El PP presentó el pasado 15 de septiembre ante el CGPJ un recurso solicitando la recusación de la magistrada por extralimitarse en sus funciones “arrogándose la Sra. Magistrada-juez unas competencias que no le son propias y que legalmente vienen atribuidas a la letrada de la Administración de Justicia (secretaria judicial) con exclusividad y plenitud”. El Partido Popular dice que es la secretaria judicial la que debe responder y facilitar los audios a su petición del 19 de julio y del 1 de septiembre y no la juez ya que “custodiar el documento electrónica que sirva de soporte a la grabación” corresponde a la secretaria judicial según la Ley de Enjuiciamiento Criminal.

En el auto del pasado 15 de julio la juez Núñez se opuso a entregar las copias de las grabaciones. Según el PP andaluz dicho auto sería nulo de pleno derecho “al haberse dictado por órgano manifiestamente incompetente” y por ello recusa a la magistrada.

Estas grabaciones que están en el centro del debate jurídico son claves para saber si ex altos cargos de la Junta cometieron o no delito. Según el PP uno de los audios está cortado, el testimonio de Miguel Ángel García Bermúdez, interventor de Huelva, que informó del riesgo de menoscabo a los fondos públicos tras muchas irregularidades a la hora de justificar las ayudas a los cursos. El audio se corta justo cuando Lourdes Fuster, abogada del Partido Popular, comienza a preguntar al interventor. En ese justo momento, la juez, supuestamente, dijo “deje de preguntar por delitos, que aquí no hay delitos”.

Según el PP existe una intención de la juez de negar dichos testimonios y asegura en su escrito que la magistrada “tiene especial interés” en no darles los audios solicitados al PP porque “puede influir”, tras la denuncia del partido, en las diligencias informativas abiertas por el promotor de la Acción Disciplinaria del CGPJ.

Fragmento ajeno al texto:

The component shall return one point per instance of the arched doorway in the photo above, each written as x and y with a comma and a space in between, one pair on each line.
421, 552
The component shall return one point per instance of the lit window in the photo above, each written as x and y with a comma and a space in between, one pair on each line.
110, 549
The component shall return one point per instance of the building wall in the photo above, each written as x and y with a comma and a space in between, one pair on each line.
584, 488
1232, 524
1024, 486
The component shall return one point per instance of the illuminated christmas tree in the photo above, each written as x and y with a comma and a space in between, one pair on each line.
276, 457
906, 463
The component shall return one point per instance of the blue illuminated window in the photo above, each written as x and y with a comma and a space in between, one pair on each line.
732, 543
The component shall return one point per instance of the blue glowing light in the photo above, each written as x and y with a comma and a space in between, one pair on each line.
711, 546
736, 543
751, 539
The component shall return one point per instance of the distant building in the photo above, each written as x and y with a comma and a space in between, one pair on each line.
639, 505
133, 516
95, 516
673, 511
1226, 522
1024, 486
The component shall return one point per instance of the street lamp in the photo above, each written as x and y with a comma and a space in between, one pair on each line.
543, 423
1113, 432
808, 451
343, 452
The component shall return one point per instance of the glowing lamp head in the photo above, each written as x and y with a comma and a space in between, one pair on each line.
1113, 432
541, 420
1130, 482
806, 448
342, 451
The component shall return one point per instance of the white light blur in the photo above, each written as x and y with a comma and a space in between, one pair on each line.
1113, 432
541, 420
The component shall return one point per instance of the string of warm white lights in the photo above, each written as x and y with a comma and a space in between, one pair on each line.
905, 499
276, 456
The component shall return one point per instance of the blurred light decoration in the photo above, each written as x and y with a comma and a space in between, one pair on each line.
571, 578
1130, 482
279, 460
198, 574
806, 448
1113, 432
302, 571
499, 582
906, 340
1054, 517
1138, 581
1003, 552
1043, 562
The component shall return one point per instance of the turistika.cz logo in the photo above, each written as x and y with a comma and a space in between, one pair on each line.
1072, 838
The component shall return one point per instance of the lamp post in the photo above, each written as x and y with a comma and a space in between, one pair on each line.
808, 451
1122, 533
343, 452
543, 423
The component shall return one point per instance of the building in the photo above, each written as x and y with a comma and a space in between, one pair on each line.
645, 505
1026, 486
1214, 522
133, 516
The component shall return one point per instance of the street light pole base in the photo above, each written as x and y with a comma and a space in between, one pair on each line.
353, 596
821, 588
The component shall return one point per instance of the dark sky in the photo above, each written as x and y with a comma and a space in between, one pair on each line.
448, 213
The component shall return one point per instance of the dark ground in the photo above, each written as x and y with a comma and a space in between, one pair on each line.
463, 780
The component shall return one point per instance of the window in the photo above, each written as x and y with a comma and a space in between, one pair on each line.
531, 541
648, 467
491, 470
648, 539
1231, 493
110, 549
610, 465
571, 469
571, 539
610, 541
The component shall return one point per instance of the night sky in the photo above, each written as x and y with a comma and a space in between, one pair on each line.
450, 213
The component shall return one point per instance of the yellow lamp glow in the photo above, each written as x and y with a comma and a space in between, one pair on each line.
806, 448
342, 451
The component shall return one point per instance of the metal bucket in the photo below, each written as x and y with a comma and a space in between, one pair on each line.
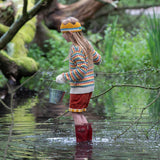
55, 96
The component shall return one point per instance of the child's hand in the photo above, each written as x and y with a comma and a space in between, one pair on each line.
60, 79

En el recurso los populares acusan a la magistrada de no ser imparcial al atribuirle dos faltas muy graves: su presunta intención de archivar la pieza política de los cursos de formación, la cual fue filtrada a los medios, y la falta de motivación de los autos que ha emitido. Entre estos actos está el sobreseimiento provisional de las diligencias abiertas contra Rafael Velasco, exvisecretario general del PSOE andaluz.

En el escrito de recusación, el abogado del PP expone: “promovemos formalmente la recusación de la magistrada juez titular del juzgado de Instrucción número 6 de Sevilla, doña María Núñez Bolaños, al concurrir la causa de abstención. (…) No sólo tiene interés en el asunto de que se trata, al ser la autora material del auto de 15 de julio de 2016, que se arguye como excusa denegatoria de las certificaciones interesadas, sino que también tiene especial interés en otro en cuya resolución puede influir”.

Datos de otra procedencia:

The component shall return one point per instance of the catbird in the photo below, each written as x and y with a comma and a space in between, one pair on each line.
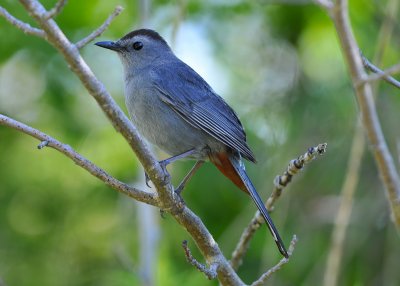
174, 108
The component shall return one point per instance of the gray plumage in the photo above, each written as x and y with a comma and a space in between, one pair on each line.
175, 109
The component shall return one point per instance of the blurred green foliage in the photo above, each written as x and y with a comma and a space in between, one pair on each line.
281, 69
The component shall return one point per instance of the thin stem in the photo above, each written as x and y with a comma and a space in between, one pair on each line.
81, 161
53, 12
25, 27
370, 120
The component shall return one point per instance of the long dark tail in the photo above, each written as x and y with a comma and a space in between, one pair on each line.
233, 168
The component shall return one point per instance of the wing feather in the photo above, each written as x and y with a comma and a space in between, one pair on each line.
188, 94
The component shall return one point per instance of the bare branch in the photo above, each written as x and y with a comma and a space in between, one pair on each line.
380, 74
367, 108
280, 182
278, 266
210, 272
99, 30
342, 220
167, 199
25, 27
81, 161
53, 12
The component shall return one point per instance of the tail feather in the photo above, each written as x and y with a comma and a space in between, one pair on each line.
232, 167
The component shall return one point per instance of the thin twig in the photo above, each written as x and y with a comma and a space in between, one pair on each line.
167, 199
280, 182
327, 4
278, 266
342, 220
53, 12
383, 158
99, 30
381, 74
210, 272
25, 27
81, 161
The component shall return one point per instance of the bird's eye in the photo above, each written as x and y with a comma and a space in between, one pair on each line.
137, 45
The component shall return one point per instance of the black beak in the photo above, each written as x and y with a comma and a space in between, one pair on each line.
109, 45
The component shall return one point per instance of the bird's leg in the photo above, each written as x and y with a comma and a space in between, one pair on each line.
189, 175
168, 161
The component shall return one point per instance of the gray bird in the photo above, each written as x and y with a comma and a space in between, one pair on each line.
175, 109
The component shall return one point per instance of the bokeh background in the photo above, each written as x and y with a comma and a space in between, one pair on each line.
277, 63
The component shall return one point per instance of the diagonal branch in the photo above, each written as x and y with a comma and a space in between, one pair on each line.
25, 27
369, 116
280, 183
96, 33
210, 272
381, 74
278, 266
168, 200
81, 161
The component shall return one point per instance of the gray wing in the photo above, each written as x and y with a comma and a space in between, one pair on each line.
189, 95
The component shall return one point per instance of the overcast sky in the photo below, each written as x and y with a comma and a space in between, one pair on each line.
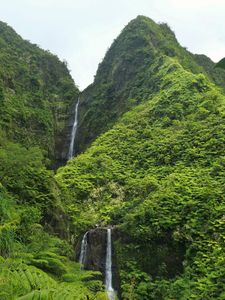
80, 31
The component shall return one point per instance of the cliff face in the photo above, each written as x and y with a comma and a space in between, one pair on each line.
37, 95
158, 172
125, 77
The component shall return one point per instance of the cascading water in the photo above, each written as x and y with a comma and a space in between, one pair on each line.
108, 267
74, 131
83, 250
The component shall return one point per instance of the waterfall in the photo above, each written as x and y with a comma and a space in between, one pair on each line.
108, 267
74, 130
83, 250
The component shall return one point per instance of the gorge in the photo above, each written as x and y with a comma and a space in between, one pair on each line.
141, 149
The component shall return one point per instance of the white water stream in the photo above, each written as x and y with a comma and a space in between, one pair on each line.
74, 131
83, 251
108, 267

Este recurso es el último encontronazo entre el PP y la juez Núñez que sustituyó a Mercedes Alaya tras el ascenso de ésta última a la Audiencia Provincial en junio de 2015.

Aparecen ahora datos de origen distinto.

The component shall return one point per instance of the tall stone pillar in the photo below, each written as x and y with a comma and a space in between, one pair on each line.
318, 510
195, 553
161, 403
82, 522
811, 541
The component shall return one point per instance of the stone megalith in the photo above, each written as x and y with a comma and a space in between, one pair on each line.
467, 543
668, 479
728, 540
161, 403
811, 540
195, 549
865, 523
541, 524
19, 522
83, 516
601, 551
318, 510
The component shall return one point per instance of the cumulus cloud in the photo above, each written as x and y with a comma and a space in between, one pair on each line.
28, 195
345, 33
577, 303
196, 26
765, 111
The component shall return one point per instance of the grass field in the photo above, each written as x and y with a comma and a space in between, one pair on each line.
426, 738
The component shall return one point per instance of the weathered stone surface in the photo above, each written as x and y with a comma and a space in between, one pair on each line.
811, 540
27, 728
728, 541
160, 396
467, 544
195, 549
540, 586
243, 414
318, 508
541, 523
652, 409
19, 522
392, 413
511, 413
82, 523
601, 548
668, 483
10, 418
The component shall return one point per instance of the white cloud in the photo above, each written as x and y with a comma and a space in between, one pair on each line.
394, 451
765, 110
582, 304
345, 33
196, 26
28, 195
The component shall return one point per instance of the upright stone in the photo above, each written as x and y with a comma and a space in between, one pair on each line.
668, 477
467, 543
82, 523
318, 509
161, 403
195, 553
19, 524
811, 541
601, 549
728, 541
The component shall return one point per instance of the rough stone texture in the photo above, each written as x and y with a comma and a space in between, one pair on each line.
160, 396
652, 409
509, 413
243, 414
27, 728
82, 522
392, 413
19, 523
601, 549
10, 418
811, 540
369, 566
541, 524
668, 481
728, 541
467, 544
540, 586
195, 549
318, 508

Fuentes judiciales afirmaron que iba a cerrar la causa durante la campaña de las generales del 26J quedando testigos por declarar y diligencias solicitadas por las partes sin tener respuesta de la magistrada.

Los audios afectan directamente a la pieza política del caso Formación que daña gravemente al Gobierno del PSOE andaluz. Alaya imputó a 24 ex responsables del SAE (Servicio Andaluz de Empleo), detenidos durante la Operación Barrado argumentando que desde la Consejería de Empleo se daban “órdenes” a las delegaciones provinciales “para que no se controlara el dinero” que se repartía entre empresas y entidades para dar los cursos.